The greater part of the men who constitute these nations are extremely eager in the pursuit of actual and physical gratification. As they are always dissatisfied with the position which they occupy, and are always free to leave it, they think of nothing but the means of changing their fortune, or of increasing it. To minds thus predisposed, every new method which leads by a shorter road to wealth, every machine which spares labor, every instrument which diminishes the cost of production, every discovery which facilitates pleasures or augments them, seems to be the grandest effort of the human intellect. It is chiefly from these motives that a democratic people addicts itself to scientific pursuits, that it understands, and that it respects them. In aristocratic ages, science is more particularly called upon to furnish gratification to the mind; in democracies, to the body.
You may be sure that the more a nation is democratic, enlightened, and free, the greater will be the number of these interested promoters of scientific genius, and the more will discoveries immediately applicable to productive industry confer gain, fame, and even power on their authors. For in democracies the working-class takes a part in public affairs; and public honors, as well as pecuniary remuneration, may be awarded to those who deserve them.

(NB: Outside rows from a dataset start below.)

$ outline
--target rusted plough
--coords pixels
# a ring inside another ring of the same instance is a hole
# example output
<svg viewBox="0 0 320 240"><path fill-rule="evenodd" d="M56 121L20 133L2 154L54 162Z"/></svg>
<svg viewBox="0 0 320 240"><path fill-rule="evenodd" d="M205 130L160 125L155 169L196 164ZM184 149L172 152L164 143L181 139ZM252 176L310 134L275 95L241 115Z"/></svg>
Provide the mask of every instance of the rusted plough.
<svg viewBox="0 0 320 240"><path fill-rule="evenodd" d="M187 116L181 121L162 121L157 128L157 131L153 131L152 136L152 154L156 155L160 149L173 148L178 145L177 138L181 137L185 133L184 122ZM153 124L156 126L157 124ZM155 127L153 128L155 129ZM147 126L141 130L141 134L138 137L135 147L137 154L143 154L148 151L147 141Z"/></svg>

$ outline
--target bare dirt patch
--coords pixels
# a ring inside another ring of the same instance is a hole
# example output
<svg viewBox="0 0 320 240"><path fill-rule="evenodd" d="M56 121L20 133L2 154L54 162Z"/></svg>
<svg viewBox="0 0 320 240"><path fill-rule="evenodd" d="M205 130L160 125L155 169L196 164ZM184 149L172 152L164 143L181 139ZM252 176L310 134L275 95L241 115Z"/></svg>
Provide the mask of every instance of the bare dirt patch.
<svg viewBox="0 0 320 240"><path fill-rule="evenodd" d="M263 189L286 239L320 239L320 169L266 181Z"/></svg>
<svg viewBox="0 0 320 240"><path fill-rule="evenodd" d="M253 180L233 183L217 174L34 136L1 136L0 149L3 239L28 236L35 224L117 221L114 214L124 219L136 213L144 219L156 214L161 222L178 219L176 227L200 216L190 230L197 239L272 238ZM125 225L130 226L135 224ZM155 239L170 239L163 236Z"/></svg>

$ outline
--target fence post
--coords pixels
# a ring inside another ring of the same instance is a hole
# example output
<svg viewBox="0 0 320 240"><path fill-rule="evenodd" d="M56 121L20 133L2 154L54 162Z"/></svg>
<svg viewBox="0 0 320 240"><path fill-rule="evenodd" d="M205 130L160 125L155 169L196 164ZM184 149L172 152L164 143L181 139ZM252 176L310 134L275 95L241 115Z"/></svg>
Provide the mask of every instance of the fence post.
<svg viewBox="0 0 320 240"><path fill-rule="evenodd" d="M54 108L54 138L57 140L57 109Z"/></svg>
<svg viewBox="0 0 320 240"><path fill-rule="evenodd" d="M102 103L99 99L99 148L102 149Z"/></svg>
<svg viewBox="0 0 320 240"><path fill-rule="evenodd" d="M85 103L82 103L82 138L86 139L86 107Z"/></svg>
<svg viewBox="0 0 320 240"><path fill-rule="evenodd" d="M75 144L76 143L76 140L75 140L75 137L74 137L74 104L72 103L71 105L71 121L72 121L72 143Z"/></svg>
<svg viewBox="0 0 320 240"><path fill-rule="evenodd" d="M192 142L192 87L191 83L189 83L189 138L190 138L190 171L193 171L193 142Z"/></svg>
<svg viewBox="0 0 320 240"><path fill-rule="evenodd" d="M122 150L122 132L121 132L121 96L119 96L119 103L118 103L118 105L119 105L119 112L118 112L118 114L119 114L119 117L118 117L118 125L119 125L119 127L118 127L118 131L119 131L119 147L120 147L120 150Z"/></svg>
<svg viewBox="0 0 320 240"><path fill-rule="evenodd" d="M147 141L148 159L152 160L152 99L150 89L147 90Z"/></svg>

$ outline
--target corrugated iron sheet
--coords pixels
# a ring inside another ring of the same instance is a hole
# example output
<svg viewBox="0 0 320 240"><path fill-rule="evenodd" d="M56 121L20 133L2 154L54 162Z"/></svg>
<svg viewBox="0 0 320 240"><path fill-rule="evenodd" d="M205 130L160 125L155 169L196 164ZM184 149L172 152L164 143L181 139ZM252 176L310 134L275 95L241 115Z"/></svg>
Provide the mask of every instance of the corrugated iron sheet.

In a community thus organized it may easily be conceived that the human mind may be led insensibly to the neglect of theory; and that it is urged, on the contrary, with unparalleled vehemence to the applications of science, or at least to that portion of theoretical science which is necessary to those who make such applications. In vain will some innate propensity raise the mind toward the loftier spheres of the intellect; interest draws it down to the middle zone. There it may develop all its energy and restless activity, there it may engender all its wonders. These very Americans, who have not discovered one of the general laws of mechanics, have introduced into navigation an engine which changes the aspect of the world…
All that I mean to say is this: permanent inequality of conditions leads men to confine themselves to the arrogant and sterile research of abstract truths; while the social condition and the institutions of democracy prepare them to seek the immediate and useful practical results of the sciences. This tendency is natural and inevitable: it is curious to be acquainted with it, and it may be necessary to point it out. If those who are called upon to guide the nations of our time clearly discerned from afar off these new tendencies, which will soon be irresistible, they would understand that, possessing education and freedom, men living in democratic ages cannot fail to improve the industrial part of science; and that henceforward all the efforts of the constituted authorities ought to be directed to support the highest branches of learning, and to foster the nobler passion for science itself. In the present age the human mind must be coerced into theoretical studies; it runs of its own accord to practical applications; and, instead of perpetually referring it to the minute examination of secondary effects, it is well to divert it from them sometimes, in order to raise it up to the contemplation of primary causes.